Simple Explanation of Apache Flume

  • Can anybody explain Apache Flume for me in a plain language? I'd appreciate an explanation with a practical example instead of abstract theoretical definitions, then I can understand better.

    What is it used for? At which stage of a BigData analysis is it used?

    And what are prerequisites for learning it?

    Please

    As you would explain for a non-technical person

      June 12, 2019 12:11 PM IST
    0
  • What is Apache Flume?

    • Apache Flume is a tool for designed for streaming data ingestion in HDFS. Objective: The main objective of Flume is to capture streaming data from various web servers to HDFS.

    Applications of Flume

    • The applications of flume are,

      • Flume is used in e-commerce Company to analyze the customer behavior of different regions.

      • It is used to feed huge log data generated by application servers into HDF5 at a higher speed.

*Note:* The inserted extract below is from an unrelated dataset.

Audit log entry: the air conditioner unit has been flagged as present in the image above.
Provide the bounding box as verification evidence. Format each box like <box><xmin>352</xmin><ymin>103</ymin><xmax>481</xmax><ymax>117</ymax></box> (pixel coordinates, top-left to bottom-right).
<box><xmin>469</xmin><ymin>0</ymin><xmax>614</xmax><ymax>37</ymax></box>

    What are prerequisites for learning it?

    • Basics of Hadoop, Big-data is must.
    • Basics of Linux and scripting
    • Main thing is interest towards technology.

    For more information refer Apache Flume

      June 12, 2019 12:13 PM IST
    0
  • What is it used for?

    Data ingestion into a distributed datastore (e.g. HDFS). See image (I did not make the image and am only including the image for visual aid). There are other tools that will help you with the ingestion of data as well (Storm and Sqoop are mentioned).

    At which stage of a BigData analysis is it used?

    It is used for data ingestion into your distributed datastore (e.g. HDFS). So for example a webserver is running logging information into /var/logs/webserver.log. Apache Flume can look at that file, grab what it needs out of it and send it to HDFS. Once the data gets put into your datastore you can then utilize other tools to analyze the imported data (e.g. Hive, Pig, MR, etc.)

      June 14, 2019 12:08 PM IST
    0